Саулюсу кажется смешной речь Каролиса, он даже улыбается. Брат отшатывается, вытягивает ноги в промокших сандалиях, смотрит на свой дом на пригорке.
— Может, не понял ты меня? — вдруг спохватывается он и замолкает. Долго так молчит, затуманенным взглядом смотрит вдаль. — Ты-то не помнишь папашу Габрелюса. Уходя от нас, он знал, куда идет и зачем идет. Он иначе не мог. И наш брат Людвикас знал куда идет. Это была его дорога. Думаешь, наша мать не знает? Она тверда по сей день, как пятьдесят лет назад. Тверда своим знанием, хочу сказать. И ты знаешь, к чему стремишься. Ведь знаешь…
— Знаю, Каролис. Но от этого не легче.
— А ты хочешь, чтоб было легко?
— Говоришь как с ребенком. — Саулюс ложится на спину.
— Не лежи распарившись, рубашку подстели, — поучает Каролис, и Саулюс послушно приподнимается. — В нашей семье никто легкой жизни не знал, потому и говорю.
— Одно дело работа, беды, несчастья, а совсем другое, когда у тебя есть цель, ты к ней стремишься и тебе не везет, недостает силенок… Ты понимаешь, Каролис, что я хочу сказать?
Каролис молчит, вслушиваясь в журчанье ручья, потом бросает взгляд на Саулюса.
— Наш отец говаривал — может, и ты помнишь? — живи в ладах сам с собой да со своим соседом. Советуйся, поссорившись — мирись и всегда будь справедлив. И первым сей ячмень да рожь коси.
— Красивые наставления. — горько усмехается Саулюс.
— Справедливые. Когда я, случается, теряюсь, я думаю об отце, папаше Габрелюсе, обо всех нас. А ты не думаешь, Саулюс?
Почему он спрашивает? Неужели хочет бросить обвинение — ты бросил отцовское гнездо! Отвернулся от родного крова! Оба с матерью будто договорились.
— Я плохо помню отца, — отвечает он и тут же злится на себя, потому что эти слова звучат оправданием.
Каролис садится, снова устремляя взгляд на липы родного хутора, на открытые ворота возле гумна. Смотрит, словно вернувшись из дальних странствий, — любящим, тоскующим и видящим все взглядом.

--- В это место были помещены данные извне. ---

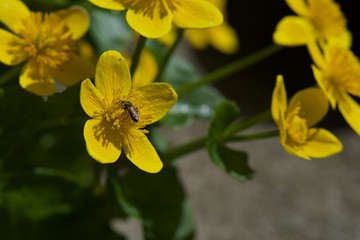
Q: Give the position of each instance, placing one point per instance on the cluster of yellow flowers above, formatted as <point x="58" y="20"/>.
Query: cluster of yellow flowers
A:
<point x="321" y="26"/>
<point x="119" y="108"/>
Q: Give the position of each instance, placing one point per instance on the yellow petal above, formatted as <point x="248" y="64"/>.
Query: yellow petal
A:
<point x="91" y="99"/>
<point x="10" y="54"/>
<point x="77" y="19"/>
<point x="112" y="75"/>
<point x="324" y="85"/>
<point x="350" y="110"/>
<point x="12" y="13"/>
<point x="279" y="99"/>
<point x="151" y="25"/>
<point x="108" y="4"/>
<point x="36" y="78"/>
<point x="322" y="144"/>
<point x="224" y="39"/>
<point x="298" y="6"/>
<point x="292" y="31"/>
<point x="196" y="14"/>
<point x="102" y="142"/>
<point x="153" y="101"/>
<point x="141" y="152"/>
<point x="313" y="102"/>
<point x="146" y="71"/>
<point x="74" y="70"/>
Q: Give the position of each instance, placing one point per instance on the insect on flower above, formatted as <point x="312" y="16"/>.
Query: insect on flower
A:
<point x="131" y="109"/>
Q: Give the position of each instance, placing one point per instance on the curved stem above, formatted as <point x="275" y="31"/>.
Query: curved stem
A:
<point x="165" y="60"/>
<point x="136" y="55"/>
<point x="234" y="128"/>
<point x="232" y="68"/>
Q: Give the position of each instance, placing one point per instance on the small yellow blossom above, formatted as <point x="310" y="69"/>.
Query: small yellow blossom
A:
<point x="153" y="18"/>
<point x="337" y="72"/>
<point x="47" y="42"/>
<point x="119" y="113"/>
<point x="223" y="38"/>
<point x="306" y="108"/>
<point x="319" y="20"/>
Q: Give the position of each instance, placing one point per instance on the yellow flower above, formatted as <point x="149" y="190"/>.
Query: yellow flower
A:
<point x="337" y="72"/>
<point x="47" y="41"/>
<point x="306" y="108"/>
<point x="119" y="113"/>
<point x="320" y="20"/>
<point x="223" y="37"/>
<point x="153" y="18"/>
<point x="146" y="70"/>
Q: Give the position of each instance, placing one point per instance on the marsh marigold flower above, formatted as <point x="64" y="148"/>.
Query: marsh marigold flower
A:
<point x="296" y="121"/>
<point x="153" y="18"/>
<point x="337" y="71"/>
<point x="320" y="20"/>
<point x="119" y="113"/>
<point x="47" y="42"/>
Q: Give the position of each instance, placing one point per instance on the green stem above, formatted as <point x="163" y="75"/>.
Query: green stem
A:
<point x="136" y="55"/>
<point x="10" y="74"/>
<point x="165" y="60"/>
<point x="234" y="128"/>
<point x="232" y="68"/>
<point x="254" y="136"/>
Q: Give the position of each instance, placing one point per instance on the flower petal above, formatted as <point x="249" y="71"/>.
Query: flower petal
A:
<point x="74" y="70"/>
<point x="324" y="85"/>
<point x="322" y="144"/>
<point x="9" y="53"/>
<point x="36" y="78"/>
<point x="224" y="39"/>
<point x="91" y="99"/>
<point x="141" y="152"/>
<point x="279" y="99"/>
<point x="112" y="75"/>
<point x="292" y="31"/>
<point x="102" y="142"/>
<point x="108" y="4"/>
<point x="298" y="6"/>
<point x="196" y="14"/>
<point x="12" y="13"/>
<point x="154" y="26"/>
<point x="77" y="19"/>
<point x="350" y="110"/>
<point x="313" y="102"/>
<point x="153" y="101"/>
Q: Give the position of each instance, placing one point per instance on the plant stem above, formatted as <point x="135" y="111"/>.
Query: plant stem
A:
<point x="237" y="127"/>
<point x="165" y="60"/>
<point x="136" y="55"/>
<point x="232" y="68"/>
<point x="10" y="74"/>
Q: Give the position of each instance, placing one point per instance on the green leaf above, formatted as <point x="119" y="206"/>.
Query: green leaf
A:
<point x="109" y="30"/>
<point x="233" y="162"/>
<point x="158" y="201"/>
<point x="198" y="103"/>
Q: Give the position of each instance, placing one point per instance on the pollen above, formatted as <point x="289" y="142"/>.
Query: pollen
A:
<point x="45" y="38"/>
<point x="327" y="18"/>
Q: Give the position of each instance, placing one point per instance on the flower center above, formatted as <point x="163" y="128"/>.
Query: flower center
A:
<point x="327" y="18"/>
<point x="46" y="39"/>
<point x="297" y="128"/>
<point x="149" y="8"/>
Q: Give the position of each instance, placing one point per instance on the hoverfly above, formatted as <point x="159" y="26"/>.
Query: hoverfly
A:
<point x="131" y="110"/>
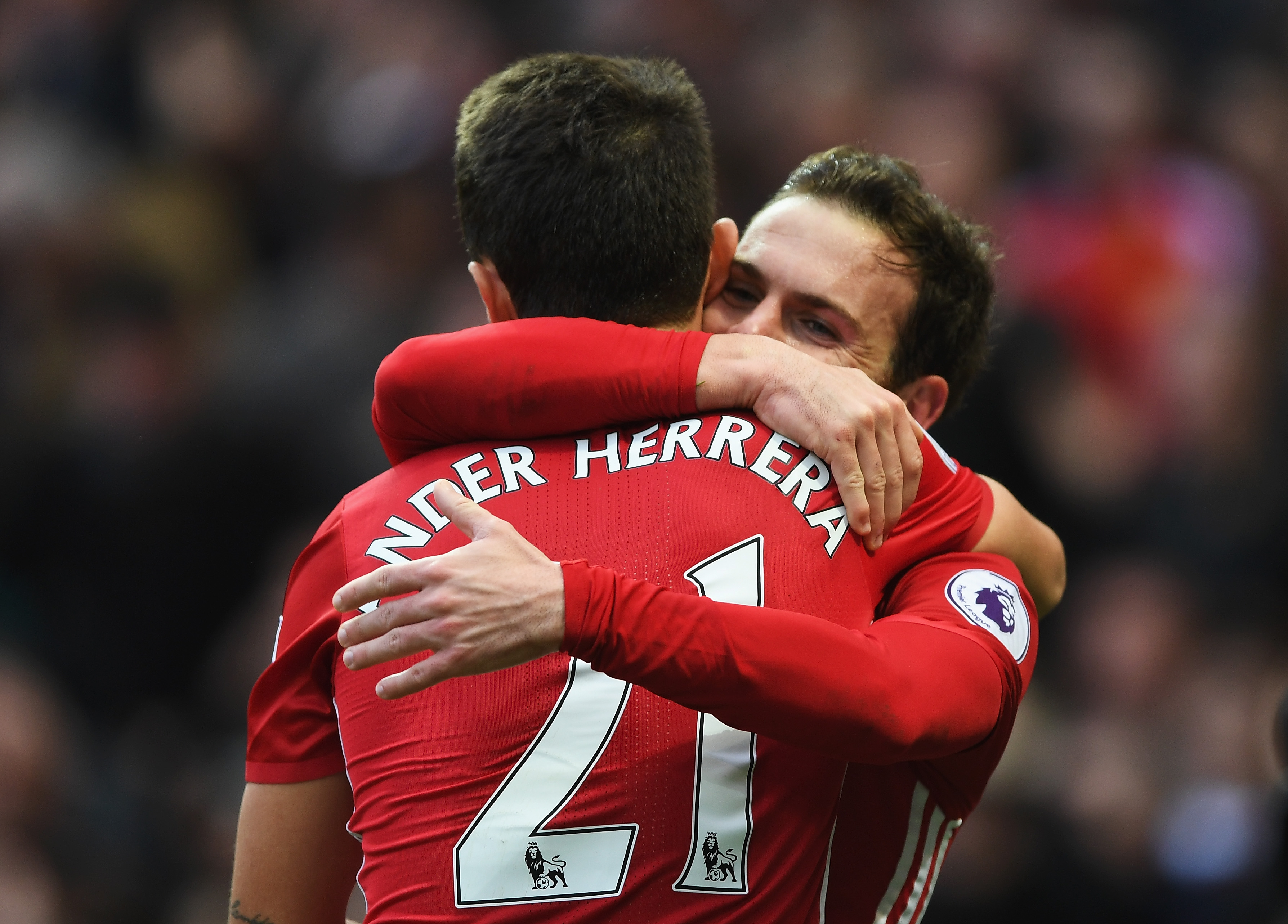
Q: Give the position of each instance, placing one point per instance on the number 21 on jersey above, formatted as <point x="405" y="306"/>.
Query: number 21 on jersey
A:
<point x="507" y="856"/>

— Я хочу все знать, — говорит Саулюс. — Но разве моя вина, что слишком поздно родился? Не я выбирал время, чтоб родиться.
На эти раздраженные слова Каролис не отзывается.
Он все смотрит на открытые ворота — не замаячит ли кто под липами.
— Мать, — немного погодя говорит он.
Саулюс поворачивает голову к дому.
В воротах стоит мать.
ГЛАВА ЧЕТВЕРТАЯ
— Дети, домой!
Не полдничать мать зовет, понял Каролис и, воткнув вилы рядом с недометанной копной сена, смахнул рукавом сорочки со лба пот да шершавые листочки трав.
— Саулюс! — повернулся он к речке, но на берегу было пусто, и он перепугался не на шутку. — Саулюкас!..
Пробежался по берегу, беспокойно озираясь, позвал опять.
— Я тут! — раздалось откуда-то сверху, но Каролис, успокоившись, не мог разглядеть братика.
— Где же ты?
— Тут..
Хрустнувшая ветка ольхи выдала его.
— Вот попробуй упади, разбейся… Живо на землю!
Братишка раскачивался на вершине ольхи.